California’s attorney general issued a strong statement to the Oakland Unified school District Monday, saying that any planned school closures will be monitored by his department to ensure that civil rights laws aren’t violated.
This comes after his department completes an investigation into the district’s now-rescinded plans to close several Oakland schools two years ago saying it would’ve largely impacted Black students.
“Today I kinda smiled that you know, victory, sometimes you have to wait for them, but they’re really sweet when they do come,” said OUSD parent Pecolia Manigo.
She is more than satisfied with the announcement by Attorney General Rob Bonta.

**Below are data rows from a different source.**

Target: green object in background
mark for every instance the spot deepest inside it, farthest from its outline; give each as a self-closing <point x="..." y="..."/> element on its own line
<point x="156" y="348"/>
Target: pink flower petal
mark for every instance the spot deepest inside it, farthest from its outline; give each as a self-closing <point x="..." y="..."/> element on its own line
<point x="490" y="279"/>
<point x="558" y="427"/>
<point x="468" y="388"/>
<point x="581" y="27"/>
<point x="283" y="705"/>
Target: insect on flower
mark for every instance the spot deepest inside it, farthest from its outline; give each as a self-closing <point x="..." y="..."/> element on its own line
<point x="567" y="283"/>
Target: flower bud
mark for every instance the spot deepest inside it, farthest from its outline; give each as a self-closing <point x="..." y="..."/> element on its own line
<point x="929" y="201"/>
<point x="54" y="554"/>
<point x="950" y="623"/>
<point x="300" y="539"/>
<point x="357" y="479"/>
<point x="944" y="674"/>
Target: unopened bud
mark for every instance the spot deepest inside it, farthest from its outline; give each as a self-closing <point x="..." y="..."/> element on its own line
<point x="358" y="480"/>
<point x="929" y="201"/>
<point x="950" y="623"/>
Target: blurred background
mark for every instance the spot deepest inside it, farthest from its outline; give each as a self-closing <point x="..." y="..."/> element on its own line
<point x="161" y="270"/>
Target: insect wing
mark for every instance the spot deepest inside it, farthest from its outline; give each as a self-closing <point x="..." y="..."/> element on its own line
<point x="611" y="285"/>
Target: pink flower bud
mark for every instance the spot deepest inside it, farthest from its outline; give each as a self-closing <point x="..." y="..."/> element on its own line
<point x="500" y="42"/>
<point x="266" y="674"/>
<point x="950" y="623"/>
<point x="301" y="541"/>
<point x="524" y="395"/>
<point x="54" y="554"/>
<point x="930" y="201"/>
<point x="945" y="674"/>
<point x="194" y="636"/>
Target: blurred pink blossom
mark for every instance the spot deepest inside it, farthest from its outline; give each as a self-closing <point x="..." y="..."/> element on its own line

In a letter released by his office regarding an investigation into the district’s now-rescinded plans to close schools back in 2022, Bonta said it would’ve disproportionately impacted Black and low-income elementary students.
The letter also advises OUSD that any future closures should not violate state civil rights laws that protect closures from having adverse impacts on communities of color.
Manigo helped file the initial complaint to launch the investigation into the school closures, sparking months of demonstrations from OUSD parents like herself.
“The families that participated smile a little bit tonight that they took that time, they made those sacrifices and that the attorney general is standing with them,” said Manigo.
Rochelle Jenkins was one of the parents who took part in a months-long occupation of Parker Elementary since it was one of the schools on the closure list.
She’s confident the attorney general’s stance on future closures will protect underserved communities.
“This right here is a victory and a win for OUSD and the parents, and the students, and just everybody that’s been a part of this thing,” she said.
Bonta said his department will monitor the district on future closures and strongly recommends public input on any of those decisions.
NBC Bay Area reached out to OUSD for a comment but have yet to hear back.